【視点】 G20 新興国リスクに一定の配慮もQE縮小は継続

2014年02月21日 20:27

第一生命経済研究所 経済調査部 主任エコノミスト 桂畑誠治氏
 
G20会見で新興国から先進国への批判発言が出ても市場の反応は限定的
 
 G20(主要20カ国・地域財務相・中央銀行総裁会議声明)を前に、すでにブラジルやインドといった新興国から、テーパリング(緩和縮小)を開始した米国に向け、一定の配慮を求める声が上がっている。そうした内容がG20声明に多少は反映されるだろう。去年に新興国リスクが注目された局面におけるG20声明でも、米国はオープンに金融政策を運営し、新興国は構造改革を進めるとしていた。今回も同様の内容が声明に盛り込まれると思う。
 ただ、QE(量的緩和)縮小が止められるわけではない。また、テーパリング縮小を意識した姿勢を示すと、後手に回り対処する状況に陥る可能性がある。これまで言われていたように、新興国市場の大きな混乱が米国にも波及し、米経済見通しが著しく悪化すれば縮小の小休止、あるいは緩和の再拡大もありえると述べることは考えられる。もっとも、実際に政策変更を余儀なくされるような状況への対応を意識しながらも、他国重視の態度を示すことはありえない。国内の状況をみて対応を進めるのが、日銀もそうであるように金融政策の基本。突然の金融政策姿勢の変更は、市場にインパクトを与えてしまうことにもなる。
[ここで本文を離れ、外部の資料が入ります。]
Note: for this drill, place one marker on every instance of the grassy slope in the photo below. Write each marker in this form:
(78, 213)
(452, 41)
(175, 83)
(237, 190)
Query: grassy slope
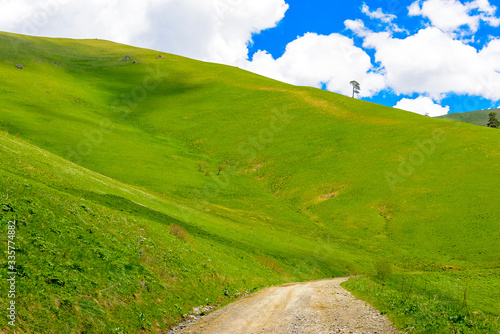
(479, 117)
(308, 195)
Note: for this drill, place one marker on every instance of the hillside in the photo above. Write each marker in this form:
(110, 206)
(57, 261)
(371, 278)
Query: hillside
(479, 117)
(198, 182)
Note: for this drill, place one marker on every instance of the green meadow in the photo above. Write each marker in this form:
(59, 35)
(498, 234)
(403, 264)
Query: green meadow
(142, 188)
(479, 117)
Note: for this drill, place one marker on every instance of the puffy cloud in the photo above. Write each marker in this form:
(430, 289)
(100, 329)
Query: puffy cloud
(451, 15)
(378, 14)
(214, 30)
(423, 106)
(314, 60)
(432, 63)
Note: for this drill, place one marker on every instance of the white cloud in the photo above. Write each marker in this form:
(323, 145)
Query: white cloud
(314, 60)
(214, 30)
(432, 63)
(378, 14)
(452, 15)
(423, 106)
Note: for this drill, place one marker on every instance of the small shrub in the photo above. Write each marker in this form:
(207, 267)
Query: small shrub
(384, 269)
(271, 264)
(179, 232)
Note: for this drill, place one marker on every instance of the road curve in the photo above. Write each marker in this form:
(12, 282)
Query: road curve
(311, 307)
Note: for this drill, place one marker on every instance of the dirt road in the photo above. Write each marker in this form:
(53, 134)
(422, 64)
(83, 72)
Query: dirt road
(312, 307)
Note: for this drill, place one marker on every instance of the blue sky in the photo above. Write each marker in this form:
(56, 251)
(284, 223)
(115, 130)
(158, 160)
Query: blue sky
(326, 17)
(424, 56)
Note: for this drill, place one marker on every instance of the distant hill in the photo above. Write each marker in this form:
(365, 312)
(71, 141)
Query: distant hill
(479, 117)
(145, 184)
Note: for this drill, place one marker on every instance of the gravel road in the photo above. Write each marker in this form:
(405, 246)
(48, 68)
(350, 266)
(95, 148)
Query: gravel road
(311, 307)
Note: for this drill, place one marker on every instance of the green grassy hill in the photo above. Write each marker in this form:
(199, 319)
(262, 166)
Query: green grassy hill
(145, 187)
(479, 117)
 両者の意見を反映し、先進国は金融政策の透明性拡大、新興国は構造改革といった、それぞれがやらなければならないことを明示して、これらを進めることで経済成長を維持するといった無難な声明にとどまると思う。先進国はどれだけわかりやすく金融政策を行っていくかを説明し、新興国もそれ以上のことを現時点で求めることはできないだろう。成長目標を定めるなどとの報道もあったようだが、各国ベースにしろ、世界成長の数字を定めるにしろ現実的ではなく、あまり意味もないし合意は難しい。
 いちばんの失望は、対立だけが目立ち、適切な合意がなされないこと。その場合は市場も大きく反応すると思うが、それはありえないだろう。そうしたリスク以外にサプライズはなさそうだ。声明合意後の会見で、ブラジルなどから自国寄りの発言が聞かれるかもしれない。しかし市場がそれに反応することはないだろう。むしろ批判を繰り返すより、どのような改革を行うか表明したほうが、それぞれの新興国にとってもメリットがあり、市場は好感すると思う。